Yesterday, scores of civil liberties organizations and a coalition representing major Internet companies withdrew support after an aggressive surveillance reform package was significantly altered.

The House of Representatives, with near unanimous support from key congressional security and tech committees, just passed the USA Freedom Act.

“While it makes important progress, we cannot support this bill as currently drafted and urge Congress to close this loophole to ensure meaningful reform,” Reform Government Surveillance said in a statement yesterday, referring to an amendment that gives the NSA more wiggle room in finding targets.
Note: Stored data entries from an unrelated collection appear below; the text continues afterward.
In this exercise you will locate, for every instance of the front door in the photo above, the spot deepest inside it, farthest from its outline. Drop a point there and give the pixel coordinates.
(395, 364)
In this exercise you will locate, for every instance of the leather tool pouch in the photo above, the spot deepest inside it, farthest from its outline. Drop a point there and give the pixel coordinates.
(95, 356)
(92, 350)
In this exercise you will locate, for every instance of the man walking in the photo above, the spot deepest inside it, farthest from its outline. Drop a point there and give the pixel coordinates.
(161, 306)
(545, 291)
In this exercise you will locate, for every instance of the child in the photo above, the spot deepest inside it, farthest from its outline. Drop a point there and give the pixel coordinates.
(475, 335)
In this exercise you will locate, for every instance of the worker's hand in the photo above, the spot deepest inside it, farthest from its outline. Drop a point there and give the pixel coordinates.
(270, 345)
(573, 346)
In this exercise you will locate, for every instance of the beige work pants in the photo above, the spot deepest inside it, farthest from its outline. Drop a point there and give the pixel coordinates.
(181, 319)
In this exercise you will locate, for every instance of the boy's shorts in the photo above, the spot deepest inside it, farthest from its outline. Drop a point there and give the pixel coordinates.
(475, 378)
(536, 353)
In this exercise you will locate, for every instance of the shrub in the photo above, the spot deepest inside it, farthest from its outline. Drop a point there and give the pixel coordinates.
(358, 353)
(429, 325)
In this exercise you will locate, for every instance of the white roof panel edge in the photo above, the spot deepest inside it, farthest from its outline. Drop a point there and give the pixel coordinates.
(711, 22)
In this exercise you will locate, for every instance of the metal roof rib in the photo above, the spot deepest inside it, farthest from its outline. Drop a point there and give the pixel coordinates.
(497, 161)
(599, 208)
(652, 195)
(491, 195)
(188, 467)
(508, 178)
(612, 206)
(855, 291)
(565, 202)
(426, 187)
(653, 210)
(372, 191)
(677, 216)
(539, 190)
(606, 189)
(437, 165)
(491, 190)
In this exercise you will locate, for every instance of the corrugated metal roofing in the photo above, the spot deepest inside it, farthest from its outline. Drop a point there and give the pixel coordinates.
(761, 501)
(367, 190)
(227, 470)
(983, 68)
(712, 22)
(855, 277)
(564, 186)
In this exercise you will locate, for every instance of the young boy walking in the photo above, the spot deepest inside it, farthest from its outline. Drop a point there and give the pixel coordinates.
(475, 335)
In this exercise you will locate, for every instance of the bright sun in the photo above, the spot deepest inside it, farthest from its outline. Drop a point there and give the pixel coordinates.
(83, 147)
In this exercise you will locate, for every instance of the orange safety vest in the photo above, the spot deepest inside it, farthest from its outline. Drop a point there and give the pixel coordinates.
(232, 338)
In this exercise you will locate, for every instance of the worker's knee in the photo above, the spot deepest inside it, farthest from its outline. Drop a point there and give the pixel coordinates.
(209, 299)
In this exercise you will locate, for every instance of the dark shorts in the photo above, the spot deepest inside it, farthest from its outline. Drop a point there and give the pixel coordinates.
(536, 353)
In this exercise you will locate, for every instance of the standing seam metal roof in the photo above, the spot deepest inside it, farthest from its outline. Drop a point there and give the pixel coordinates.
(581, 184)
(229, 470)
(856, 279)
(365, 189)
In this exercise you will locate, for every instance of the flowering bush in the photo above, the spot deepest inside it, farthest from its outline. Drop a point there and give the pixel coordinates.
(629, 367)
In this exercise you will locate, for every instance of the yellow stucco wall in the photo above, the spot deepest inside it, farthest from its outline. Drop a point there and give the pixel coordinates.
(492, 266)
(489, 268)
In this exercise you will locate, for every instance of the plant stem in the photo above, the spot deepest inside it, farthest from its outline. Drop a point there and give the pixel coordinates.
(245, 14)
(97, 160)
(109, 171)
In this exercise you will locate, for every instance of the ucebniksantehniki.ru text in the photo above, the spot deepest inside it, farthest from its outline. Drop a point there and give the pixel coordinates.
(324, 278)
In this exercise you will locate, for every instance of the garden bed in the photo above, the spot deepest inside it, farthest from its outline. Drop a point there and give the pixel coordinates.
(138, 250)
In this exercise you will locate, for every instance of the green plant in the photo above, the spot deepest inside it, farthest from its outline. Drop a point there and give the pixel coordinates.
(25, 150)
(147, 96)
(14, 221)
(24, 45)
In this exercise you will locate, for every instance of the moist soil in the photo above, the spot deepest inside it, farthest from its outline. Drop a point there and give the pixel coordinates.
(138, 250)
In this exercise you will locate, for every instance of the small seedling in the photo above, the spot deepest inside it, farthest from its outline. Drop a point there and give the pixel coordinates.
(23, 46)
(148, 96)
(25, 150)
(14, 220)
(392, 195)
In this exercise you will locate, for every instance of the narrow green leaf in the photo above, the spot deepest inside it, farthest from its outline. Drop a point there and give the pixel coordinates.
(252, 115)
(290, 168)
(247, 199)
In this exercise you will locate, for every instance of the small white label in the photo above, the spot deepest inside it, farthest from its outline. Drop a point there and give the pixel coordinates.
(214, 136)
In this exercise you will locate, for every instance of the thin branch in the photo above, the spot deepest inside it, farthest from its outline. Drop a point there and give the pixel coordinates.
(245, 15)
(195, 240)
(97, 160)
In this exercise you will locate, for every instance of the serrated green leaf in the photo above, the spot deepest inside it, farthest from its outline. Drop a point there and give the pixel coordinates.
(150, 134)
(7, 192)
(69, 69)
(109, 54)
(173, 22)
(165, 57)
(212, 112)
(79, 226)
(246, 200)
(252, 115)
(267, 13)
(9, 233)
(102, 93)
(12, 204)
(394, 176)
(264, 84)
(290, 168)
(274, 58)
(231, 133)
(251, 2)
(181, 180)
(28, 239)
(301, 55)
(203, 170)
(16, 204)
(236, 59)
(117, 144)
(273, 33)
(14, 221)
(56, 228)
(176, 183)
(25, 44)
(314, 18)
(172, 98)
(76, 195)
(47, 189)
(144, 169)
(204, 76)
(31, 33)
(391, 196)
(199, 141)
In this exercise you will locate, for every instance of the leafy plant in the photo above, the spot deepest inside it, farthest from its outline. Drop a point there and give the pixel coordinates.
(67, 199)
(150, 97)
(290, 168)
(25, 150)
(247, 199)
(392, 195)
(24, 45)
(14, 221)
The USA Freedom Act ostensibly ends the government’s bulk collection of phone records; but civil liberty organizations, such as the Electronic Frontier Foundation, worry that ambiguous new wording would let the NSA sneak in too many loopholes.

“The new version not only adds the undefined words ‘address’ and ‘device,’ but makes the list of potential selection terms open-ended by using the term ‘such as.’ Congress has been clear that it wishes to end bulk collection, but given the government’s history of twisted legal interpretations, this language can’t be relied on to protect our freedoms,” the EFF explains.

Representative Jim Sensenbrenner, who helped author the original 9/11 Patriot Act, had become an ardent supporter of NSA reform. “We had to make compromises,” Sensenbrenner said. “But this bill still does deserve support. Don’t make the perfect the enemy of the good.”

The debate now goes to the Senate. But, as I predicted yesterday, there’s too much infighting between Congress and privacy groups for to pass anything meaningful in an election year.

We’ll follow the debate as it moves through Congress.